Roche has signed a collaborative agreement with Dyno Therapeutics for the development of adeno-associated virus (AAV) vectors for gene therapies for central nervous system (CNS) disease and liver-directed therapies.

Under the terms of the agreement, Dyno will design novel AAV capsids with improved functional properties for gene therapies, while Roche and its subsidiary Spark Therapeutics will be responsible for preclinical, clinical and commercialisation activities for gene therapy product candidates using the novel capsids.

Roche will pay Dyno an undisclosed upfront payment, as well as additional payments during the research phase of the collaboration.

In addition, Dyno is eligible to receive clinical and sales milestone payments and royalties for any resulting products, with all of these payments potentially exceeding $1.8bn.

Dyno’s CapsidMap platform is used to identify novel AAV capsids – the cell-targeting protein shell of viral vectors – optimising tissue targeting and immune-evading properties, in addition to improving packaging capacity and manufacturability.

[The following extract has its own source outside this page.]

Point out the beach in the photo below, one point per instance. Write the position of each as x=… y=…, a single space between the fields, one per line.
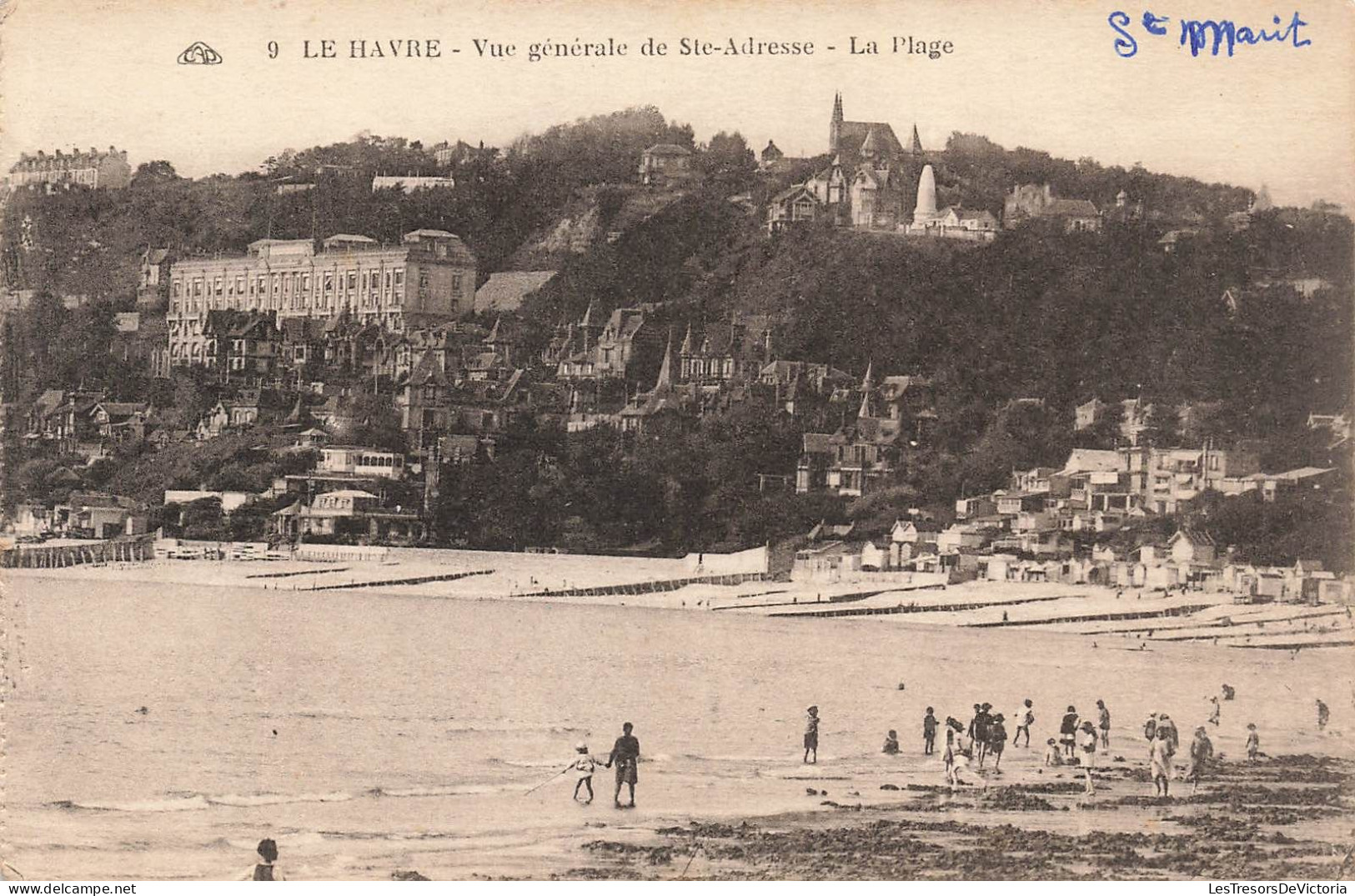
x=373 y=733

“We strongly believe in the potential of gene therapy and are excited to bring together experts from Roche, Spark and Dyno to develop next-generation gene therapies,” said James Sabry, head of Roche Pharma Partnering.

“Dyno’s innovative AI-powered approach to designing optimized AAV vectors will further complement and build on our progress in gene therapy. We look forward to leveraging Dyno’s technology to develop new, innovative treatments for patients across CNS and liver-directed therapies,” he added.